I guess there are themes for sure that I’m writing about but also I didn’t like… We kinda just wrote really intuitively. We just started at page one and… wrote!

It still feels very free and organic, despite your battles with the studio…
Our movie? Well, that’s the hope. Most of our movies… I think this got written a lot about on the Internet last year because we had disagreements with the studio. But really, that’s a very small part of the movie. And I think had that not been out, you wouldn’t have known that much about it.

Do you think your skate vids influenced your film style?
I’m sure, I’m sure they have. I don’t know how but I think it’s all, it feels, it all feels, like, I’m not sure… I don’t know. Do you think they have?

Not sure – that’s why we asked!
Okay. Then I don’t know.

So what do you think about the language of skate vids?
I definitely can… I mean, there’s certain things that… The way we filmed ‘Sabotage’, the Beastie Boys video, is the same way we filmed skate videos. Me and my friends driving around LA without anyone giving us permission to do anything and just, ‘Go over there, I’ve got a camera’. I tell my friend to go do this and that, you know… ‘Slide off the hood of a car!’ You know, it’s just… There are things that we shoot that are very much in that spirit. You know, with skate videos it’s you and your friends in a car and the equipment you can carry in that car. And I still shoot stuff like that, I like to shoot stuff like that when the idea’s right.

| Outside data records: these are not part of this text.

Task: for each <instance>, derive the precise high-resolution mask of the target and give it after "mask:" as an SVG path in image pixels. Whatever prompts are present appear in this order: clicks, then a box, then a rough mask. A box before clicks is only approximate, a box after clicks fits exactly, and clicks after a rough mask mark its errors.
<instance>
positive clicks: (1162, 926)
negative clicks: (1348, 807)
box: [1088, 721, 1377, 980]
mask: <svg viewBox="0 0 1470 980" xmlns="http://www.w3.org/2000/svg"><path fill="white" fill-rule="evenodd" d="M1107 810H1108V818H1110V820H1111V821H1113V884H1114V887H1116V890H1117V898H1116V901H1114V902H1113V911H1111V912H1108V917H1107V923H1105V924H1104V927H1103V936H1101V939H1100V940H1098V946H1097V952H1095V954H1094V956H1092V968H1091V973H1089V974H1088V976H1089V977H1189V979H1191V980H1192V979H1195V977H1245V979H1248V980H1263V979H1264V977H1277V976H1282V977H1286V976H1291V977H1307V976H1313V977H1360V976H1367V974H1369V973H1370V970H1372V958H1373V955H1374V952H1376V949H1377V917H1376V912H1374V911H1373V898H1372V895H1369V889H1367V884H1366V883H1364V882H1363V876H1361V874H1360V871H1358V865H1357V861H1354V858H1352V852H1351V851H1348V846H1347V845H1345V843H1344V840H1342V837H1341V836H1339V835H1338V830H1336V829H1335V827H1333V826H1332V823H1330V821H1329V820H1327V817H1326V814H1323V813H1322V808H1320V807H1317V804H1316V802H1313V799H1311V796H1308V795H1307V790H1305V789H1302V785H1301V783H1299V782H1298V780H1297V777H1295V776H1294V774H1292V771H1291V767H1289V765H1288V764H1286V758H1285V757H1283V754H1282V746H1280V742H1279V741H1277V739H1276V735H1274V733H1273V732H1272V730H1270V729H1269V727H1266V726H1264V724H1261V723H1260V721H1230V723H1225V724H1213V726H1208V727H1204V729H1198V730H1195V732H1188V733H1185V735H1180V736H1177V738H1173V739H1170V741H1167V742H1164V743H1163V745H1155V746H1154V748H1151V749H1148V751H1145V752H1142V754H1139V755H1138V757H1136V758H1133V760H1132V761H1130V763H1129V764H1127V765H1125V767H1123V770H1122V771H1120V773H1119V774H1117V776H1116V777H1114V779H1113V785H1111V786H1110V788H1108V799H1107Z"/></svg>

Where is cinema going? Who are the new wave of filmmakers following the likes of yourself, Michel Gondry, Wes Anderson, Sofia Coppola?
Errr… The only person I can think of off the top of my head – I’m totally spacing out on others… The one, the, er… Did you see the ‘Kids’ video? MGMT? That thing is amazing. That guy, Ray Tintori, I think he’s really interesting. And he made this other short film called /Death To The Tinman/, it’s on the Internet so you can look it up. It’s great. And I think he’s…. I know there’s others… I’m spacing out in the middle of this three-day-long press junket… But he’s the first person I think of in terms of somebody I’m excited to see what they make.

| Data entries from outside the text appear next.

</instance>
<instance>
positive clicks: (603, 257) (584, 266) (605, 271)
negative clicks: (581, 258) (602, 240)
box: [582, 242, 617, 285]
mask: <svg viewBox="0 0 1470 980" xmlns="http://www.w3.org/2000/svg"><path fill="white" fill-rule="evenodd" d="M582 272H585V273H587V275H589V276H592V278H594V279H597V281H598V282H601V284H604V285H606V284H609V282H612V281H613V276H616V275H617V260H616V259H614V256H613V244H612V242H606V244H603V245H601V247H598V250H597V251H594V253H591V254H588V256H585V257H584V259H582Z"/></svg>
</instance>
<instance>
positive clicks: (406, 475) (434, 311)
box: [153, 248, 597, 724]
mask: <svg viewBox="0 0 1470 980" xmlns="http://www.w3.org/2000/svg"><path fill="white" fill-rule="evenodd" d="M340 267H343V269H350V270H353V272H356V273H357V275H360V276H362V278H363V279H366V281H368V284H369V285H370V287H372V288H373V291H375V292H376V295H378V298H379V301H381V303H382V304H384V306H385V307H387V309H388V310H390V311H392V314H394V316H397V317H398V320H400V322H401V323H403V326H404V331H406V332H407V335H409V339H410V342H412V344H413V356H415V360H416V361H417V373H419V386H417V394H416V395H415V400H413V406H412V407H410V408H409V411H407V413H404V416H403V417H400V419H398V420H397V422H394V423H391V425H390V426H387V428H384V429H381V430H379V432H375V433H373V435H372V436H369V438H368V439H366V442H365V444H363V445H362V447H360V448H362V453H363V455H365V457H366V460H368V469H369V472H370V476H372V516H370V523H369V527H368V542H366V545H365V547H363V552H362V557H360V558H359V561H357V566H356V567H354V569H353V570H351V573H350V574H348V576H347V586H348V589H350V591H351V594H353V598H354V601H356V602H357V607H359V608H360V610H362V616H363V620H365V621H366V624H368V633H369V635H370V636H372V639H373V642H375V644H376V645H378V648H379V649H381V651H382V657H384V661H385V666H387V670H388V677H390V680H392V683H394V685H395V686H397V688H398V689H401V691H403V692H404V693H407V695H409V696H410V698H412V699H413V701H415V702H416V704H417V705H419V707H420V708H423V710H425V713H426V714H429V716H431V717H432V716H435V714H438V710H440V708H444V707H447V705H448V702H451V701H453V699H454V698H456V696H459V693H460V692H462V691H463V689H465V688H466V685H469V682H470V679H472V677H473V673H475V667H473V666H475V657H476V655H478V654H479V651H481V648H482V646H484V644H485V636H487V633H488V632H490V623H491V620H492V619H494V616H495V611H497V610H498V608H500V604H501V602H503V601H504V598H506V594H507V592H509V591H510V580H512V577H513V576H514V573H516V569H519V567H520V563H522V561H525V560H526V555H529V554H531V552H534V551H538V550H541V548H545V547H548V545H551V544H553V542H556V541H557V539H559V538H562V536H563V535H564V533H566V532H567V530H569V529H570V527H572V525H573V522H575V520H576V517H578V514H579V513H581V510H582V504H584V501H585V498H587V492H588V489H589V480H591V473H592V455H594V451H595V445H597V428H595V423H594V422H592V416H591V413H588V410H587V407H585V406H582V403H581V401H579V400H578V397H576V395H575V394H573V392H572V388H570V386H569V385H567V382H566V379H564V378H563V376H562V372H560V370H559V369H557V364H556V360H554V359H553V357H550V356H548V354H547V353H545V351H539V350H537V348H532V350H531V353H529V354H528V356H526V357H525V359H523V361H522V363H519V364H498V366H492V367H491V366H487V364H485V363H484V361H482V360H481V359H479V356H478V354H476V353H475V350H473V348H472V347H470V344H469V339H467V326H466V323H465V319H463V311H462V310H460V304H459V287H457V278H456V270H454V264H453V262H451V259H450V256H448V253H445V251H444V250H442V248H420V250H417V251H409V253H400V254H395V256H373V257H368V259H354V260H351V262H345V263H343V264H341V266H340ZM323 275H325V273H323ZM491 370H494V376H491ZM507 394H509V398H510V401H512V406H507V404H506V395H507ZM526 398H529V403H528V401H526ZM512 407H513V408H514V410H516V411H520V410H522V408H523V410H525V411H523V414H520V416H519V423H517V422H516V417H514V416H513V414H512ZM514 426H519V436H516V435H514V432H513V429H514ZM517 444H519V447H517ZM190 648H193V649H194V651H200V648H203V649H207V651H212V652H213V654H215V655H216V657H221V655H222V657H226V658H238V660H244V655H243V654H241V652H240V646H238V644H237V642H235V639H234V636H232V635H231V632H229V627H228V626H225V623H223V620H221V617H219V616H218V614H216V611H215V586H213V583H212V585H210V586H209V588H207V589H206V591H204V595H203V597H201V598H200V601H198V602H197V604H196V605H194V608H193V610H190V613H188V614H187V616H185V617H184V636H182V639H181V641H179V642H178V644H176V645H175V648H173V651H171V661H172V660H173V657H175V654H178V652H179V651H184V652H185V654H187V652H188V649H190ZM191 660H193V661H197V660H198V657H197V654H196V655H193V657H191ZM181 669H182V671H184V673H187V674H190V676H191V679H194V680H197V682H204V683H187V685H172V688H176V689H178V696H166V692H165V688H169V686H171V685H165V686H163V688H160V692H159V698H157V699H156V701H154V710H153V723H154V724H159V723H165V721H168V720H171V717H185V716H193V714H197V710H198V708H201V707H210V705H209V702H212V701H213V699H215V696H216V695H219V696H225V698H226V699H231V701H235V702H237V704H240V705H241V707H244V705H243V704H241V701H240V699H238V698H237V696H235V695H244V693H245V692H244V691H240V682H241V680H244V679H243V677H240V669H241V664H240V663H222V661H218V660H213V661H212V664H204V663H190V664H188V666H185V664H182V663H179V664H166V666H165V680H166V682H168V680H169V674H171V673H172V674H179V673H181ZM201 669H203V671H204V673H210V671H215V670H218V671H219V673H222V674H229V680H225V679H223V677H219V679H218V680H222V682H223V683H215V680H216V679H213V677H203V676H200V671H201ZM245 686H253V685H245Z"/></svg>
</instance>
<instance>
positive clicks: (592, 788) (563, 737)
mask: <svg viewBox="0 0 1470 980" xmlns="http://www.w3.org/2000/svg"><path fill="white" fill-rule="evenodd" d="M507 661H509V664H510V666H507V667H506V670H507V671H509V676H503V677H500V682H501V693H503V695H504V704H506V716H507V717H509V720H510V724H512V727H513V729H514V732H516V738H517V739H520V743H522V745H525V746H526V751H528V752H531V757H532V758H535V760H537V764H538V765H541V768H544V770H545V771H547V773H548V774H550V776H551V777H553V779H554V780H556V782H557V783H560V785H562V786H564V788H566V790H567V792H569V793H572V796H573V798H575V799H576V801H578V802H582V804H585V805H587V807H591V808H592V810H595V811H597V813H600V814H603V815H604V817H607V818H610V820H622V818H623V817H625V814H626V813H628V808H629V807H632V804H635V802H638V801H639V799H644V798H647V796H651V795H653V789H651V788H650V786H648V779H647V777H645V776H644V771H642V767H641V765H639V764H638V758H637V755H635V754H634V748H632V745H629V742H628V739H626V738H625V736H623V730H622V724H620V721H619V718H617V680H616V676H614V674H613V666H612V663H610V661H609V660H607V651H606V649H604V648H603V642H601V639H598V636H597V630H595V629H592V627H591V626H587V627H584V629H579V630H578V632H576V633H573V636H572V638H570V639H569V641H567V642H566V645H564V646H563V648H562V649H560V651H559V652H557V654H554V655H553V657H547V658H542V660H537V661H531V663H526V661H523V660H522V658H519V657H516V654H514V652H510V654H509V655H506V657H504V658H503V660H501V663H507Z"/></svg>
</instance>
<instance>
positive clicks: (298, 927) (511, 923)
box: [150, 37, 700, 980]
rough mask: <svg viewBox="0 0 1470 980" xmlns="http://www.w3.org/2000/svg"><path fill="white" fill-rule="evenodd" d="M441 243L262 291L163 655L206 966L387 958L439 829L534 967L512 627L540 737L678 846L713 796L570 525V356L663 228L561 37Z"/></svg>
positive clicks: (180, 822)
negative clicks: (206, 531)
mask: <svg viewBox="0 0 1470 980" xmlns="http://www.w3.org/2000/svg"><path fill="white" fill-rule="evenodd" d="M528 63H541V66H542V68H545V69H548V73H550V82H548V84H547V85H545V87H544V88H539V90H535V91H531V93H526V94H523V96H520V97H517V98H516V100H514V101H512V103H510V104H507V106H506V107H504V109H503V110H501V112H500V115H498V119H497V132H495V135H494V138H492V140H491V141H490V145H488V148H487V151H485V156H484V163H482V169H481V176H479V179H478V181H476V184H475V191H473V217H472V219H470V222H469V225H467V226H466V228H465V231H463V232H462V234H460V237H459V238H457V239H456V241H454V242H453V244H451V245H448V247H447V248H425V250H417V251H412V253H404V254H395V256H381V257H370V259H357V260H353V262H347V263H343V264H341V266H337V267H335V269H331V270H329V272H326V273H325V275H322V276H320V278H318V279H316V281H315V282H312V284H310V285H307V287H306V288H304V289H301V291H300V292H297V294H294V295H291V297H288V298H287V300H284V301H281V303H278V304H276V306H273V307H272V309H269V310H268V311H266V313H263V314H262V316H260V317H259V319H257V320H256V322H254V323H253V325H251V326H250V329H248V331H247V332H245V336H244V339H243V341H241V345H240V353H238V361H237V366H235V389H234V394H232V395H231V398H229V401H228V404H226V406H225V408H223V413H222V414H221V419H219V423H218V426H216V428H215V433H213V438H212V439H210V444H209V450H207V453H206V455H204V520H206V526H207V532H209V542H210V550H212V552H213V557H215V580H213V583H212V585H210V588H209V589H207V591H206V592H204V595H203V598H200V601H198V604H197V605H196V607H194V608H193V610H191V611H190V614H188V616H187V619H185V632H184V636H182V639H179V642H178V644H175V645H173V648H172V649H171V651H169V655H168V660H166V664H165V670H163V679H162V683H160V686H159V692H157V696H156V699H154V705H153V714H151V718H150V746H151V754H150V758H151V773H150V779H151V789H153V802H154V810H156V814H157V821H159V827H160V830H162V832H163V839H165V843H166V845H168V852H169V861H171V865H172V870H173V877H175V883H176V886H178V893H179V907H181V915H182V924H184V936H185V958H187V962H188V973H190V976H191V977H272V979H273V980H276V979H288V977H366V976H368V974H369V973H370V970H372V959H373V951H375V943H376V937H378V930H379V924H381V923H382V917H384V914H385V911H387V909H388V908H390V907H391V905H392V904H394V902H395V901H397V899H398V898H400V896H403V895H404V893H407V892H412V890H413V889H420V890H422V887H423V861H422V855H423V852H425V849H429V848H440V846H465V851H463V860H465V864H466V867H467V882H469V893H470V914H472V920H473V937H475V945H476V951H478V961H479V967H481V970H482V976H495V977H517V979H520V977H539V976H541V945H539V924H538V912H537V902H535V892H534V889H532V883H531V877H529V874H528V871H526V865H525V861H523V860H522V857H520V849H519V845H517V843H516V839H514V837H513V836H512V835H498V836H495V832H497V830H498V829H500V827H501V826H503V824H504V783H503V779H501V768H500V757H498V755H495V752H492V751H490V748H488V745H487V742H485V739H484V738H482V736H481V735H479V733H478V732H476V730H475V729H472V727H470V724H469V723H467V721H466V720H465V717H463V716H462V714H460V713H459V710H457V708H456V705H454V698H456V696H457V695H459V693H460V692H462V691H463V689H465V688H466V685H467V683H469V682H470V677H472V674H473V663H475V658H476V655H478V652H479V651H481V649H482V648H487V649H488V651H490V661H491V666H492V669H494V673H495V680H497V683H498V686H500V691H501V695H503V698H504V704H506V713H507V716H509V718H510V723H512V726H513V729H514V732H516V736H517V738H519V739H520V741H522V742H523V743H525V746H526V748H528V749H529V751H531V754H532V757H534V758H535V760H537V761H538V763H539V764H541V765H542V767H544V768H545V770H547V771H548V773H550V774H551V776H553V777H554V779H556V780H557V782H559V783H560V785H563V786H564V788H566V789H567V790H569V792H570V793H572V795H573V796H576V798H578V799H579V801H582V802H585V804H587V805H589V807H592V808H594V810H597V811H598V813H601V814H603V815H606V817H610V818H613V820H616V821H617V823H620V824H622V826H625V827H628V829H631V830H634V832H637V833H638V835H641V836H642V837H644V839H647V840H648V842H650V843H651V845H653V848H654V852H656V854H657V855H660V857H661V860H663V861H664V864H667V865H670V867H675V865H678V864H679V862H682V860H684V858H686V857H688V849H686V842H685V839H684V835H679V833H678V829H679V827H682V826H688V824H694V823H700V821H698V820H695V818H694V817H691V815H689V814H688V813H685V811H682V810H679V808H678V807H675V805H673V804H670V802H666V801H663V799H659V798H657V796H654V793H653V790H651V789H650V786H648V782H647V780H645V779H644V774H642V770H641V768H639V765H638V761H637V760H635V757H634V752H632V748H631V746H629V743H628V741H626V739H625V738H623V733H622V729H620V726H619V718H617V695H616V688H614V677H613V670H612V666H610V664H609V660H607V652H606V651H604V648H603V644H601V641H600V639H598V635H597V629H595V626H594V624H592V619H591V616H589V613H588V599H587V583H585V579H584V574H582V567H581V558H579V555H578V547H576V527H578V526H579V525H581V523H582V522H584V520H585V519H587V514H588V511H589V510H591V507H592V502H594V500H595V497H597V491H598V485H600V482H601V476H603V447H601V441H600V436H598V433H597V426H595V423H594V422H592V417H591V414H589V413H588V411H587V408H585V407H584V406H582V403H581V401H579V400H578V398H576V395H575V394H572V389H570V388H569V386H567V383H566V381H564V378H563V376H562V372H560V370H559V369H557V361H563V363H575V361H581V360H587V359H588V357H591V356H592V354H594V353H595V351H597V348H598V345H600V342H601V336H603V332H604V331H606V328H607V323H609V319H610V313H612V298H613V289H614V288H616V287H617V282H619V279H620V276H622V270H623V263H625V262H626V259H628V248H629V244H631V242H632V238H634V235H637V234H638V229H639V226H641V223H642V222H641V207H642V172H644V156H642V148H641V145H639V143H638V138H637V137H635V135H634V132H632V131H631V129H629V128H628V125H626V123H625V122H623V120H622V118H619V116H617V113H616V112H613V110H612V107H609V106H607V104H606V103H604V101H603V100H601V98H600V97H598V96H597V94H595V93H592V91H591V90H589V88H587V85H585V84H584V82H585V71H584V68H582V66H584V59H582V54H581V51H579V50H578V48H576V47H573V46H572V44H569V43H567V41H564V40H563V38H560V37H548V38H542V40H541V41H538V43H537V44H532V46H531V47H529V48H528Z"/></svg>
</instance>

We’re huge fans of your ‘Sabotage’ video…
Oh good!

Do you think it’s one of your best ones?
Um, I like it. I don’t know. But I mean, I don’t know. This is, I mean… Maybe. I don’t know. I don’t know. I like… I’m not sure about ‘best one’, it’s hard for me to quantify that.

Do you still enjoying making music videos?
Yeah. If there’s an idea that I’m excited about.

Can fully commercial work be classified as art?
I think so. I don’t really differentiate like that. If I have an idea that I’m excited about, then I’m excited about it.

Your Gap video, for example, is much more fun than many ‘arty’ films. So is it art, is it an ad or is it both?
Haha! Yeah. I just, um, I can never… I don’t know if I succeed, but I try, whatever I’m making, to make something I’m excited about, whatever form it’s in, whether somebody’s giving me a budget to do it or I’m just doing it with my friends. I basically approach it all from the same spirit.